The high stakes battle over e-ticketing goes to the heart of a struggle for Turkey’s soul that erupted with the mass anti-government Gezi Park protests in Istanbul in 2013 sparked by Erdogan’s increasingly illiberal policies that seek to impose greater control on people’s lives and restrictions on personal and political freedom and unfettered access to information. Fans moreover are irked by the president’s manipulation of due process in what was the most serious match fixing scandal in the history of Turkish football, a run-up to his squashing of an investigation into the most serious corruption scandal in his career.
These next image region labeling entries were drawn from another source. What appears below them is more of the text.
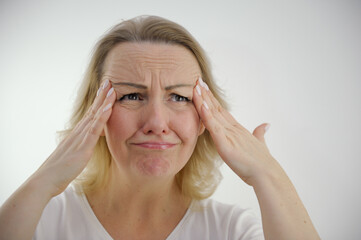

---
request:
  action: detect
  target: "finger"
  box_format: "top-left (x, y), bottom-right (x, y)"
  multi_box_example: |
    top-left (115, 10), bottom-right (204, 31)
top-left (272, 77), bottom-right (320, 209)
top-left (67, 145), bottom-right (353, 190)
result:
top-left (193, 81), bottom-right (226, 144)
top-left (81, 88), bottom-right (116, 148)
top-left (253, 123), bottom-right (270, 144)
top-left (68, 79), bottom-right (111, 140)
top-left (67, 82), bottom-right (116, 150)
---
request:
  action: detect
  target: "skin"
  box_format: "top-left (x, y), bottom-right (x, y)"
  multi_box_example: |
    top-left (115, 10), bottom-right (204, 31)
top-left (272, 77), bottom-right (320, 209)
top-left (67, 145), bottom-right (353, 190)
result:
top-left (0, 43), bottom-right (319, 239)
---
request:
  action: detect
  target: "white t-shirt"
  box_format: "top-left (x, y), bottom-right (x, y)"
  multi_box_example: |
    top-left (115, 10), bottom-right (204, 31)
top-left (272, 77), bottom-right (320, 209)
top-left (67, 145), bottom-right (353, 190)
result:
top-left (33, 186), bottom-right (264, 240)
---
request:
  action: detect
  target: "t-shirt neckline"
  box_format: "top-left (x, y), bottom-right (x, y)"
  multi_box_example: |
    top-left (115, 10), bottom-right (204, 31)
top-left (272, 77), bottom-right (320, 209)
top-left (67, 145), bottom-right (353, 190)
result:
top-left (73, 185), bottom-right (194, 240)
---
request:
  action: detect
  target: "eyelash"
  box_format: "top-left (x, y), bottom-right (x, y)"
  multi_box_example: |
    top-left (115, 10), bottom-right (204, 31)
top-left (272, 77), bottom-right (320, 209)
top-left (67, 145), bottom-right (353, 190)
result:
top-left (119, 93), bottom-right (191, 102)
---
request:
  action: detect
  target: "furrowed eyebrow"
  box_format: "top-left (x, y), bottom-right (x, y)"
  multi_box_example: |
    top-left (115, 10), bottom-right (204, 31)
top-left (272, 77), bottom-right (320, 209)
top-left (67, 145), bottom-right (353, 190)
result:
top-left (164, 84), bottom-right (194, 90)
top-left (112, 82), bottom-right (147, 89)
top-left (112, 82), bottom-right (194, 91)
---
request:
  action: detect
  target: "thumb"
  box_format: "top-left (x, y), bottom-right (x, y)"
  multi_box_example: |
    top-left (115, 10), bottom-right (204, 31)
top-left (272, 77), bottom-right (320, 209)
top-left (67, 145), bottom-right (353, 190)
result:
top-left (253, 123), bottom-right (271, 144)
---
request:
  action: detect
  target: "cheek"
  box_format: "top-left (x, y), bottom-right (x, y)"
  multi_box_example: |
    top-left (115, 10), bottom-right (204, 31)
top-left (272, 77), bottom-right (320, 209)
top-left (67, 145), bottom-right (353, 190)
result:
top-left (106, 106), bottom-right (134, 140)
top-left (170, 108), bottom-right (200, 142)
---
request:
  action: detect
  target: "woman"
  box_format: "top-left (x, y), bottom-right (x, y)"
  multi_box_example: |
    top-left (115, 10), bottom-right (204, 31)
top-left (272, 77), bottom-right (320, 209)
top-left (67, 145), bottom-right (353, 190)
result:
top-left (0, 17), bottom-right (319, 239)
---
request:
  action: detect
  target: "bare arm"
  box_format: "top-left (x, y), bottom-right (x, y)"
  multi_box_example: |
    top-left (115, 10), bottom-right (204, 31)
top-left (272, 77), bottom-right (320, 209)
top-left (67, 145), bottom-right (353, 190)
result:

Plummeting stadium attendance as a result of the e-ticket boycott has severely affected ticket sales. A match in October in Istanbul’s 82,000-seat Ataturk Olympic Stadium between Besiktas and Eskeshehirspor Kulubu that would normally have been attended by some 20- 30,000 spectators drew only 3,000 fans. Ticket sales for Galatasaray matches are down by two thirds with fans gathering in cafes and homes to watch matches they would have attended in the past.

The boycott prompted the government to suspend the e-ticketing system for a friendly in November between Turkey and Brazil. As a result, sales spiked with more than 40,000 tickets sold for the match shortly after the suspension.

The boycott, the court cases and the battle for stadium access all are elements of a struggle by militant football fans in Turkey and Egypt for their existence in an environment in which some, particularly in Egypt, feel that their options are being cut off with violence one of the few alternatives left.  “If anyone dies it’s a victory, if anyone goes to jail it’s a victory. And if we go back to the football stadium it’s the biggest victory for us,” a UWK member told the Los Angeles Review of Books.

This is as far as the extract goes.